= UDP flood attack =

Type of denial-of-service

A UDP flood attack is a volumetric denial-of-service (DoS) attack using the User Datagram Protocol (UDP), a sessionless/connectionless computer networking protocol.

Using UDP for denial-of-service attacks is not as straightforward as with the Transmission Control Protocol (TCP). However, a UDP flood attack can be initiated by sending a large number of UDP packets to random ports on a remote host. As a result, the distant host will:

- Check for the application listening at that port;
- See that no application listens at that port;
- Reply with an ICMP Destination Unreachable packet.

Thus, for a large number of UDP packets, the victimized system will be forced into sending many ICMP packets, eventually leading it to be unreachable by other clients. The attacker(s) may also spoof the IP address of the UDP packets, ensuring that the excessive ICMP return packets do not reach them, and anonymizing their network location(s). Most operating systems mitigate this part of the attack by limiting the rate at which ICMP responses are sent.

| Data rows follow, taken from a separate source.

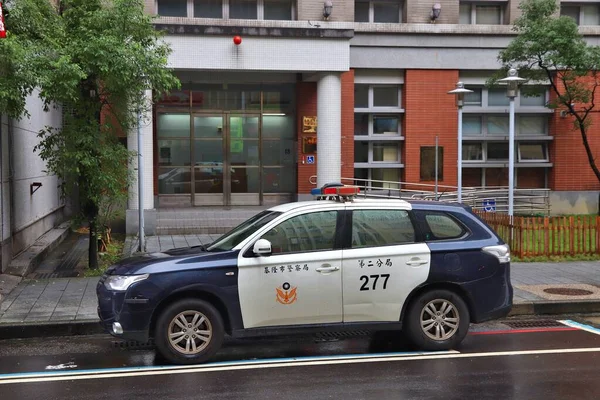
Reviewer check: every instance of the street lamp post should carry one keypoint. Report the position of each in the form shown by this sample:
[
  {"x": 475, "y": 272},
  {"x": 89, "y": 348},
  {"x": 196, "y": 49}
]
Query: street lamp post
[
  {"x": 460, "y": 97},
  {"x": 512, "y": 81}
]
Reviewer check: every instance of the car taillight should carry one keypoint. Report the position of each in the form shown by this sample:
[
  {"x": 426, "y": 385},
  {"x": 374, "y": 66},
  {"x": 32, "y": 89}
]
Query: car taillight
[{"x": 501, "y": 252}]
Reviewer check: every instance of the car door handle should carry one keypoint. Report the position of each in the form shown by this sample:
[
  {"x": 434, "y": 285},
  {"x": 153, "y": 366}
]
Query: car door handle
[
  {"x": 416, "y": 262},
  {"x": 327, "y": 268}
]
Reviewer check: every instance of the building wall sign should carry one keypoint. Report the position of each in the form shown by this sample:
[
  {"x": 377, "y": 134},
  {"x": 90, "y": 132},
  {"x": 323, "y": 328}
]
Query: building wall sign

Tools for performing UDP flood attacks include:

- Low Orbit Ion Cannon
- UDP Unicorn

This attack can be managed by deploying firewalls at key points in a network to filter out unwanted network traffic. The potential victim never receives and never responds to the malicious UDP packets because the firewall stops them. However, as firewalls are 'stateful' i.e. can only hold a number of sessions, firewalls can also be susceptible to flood attacks.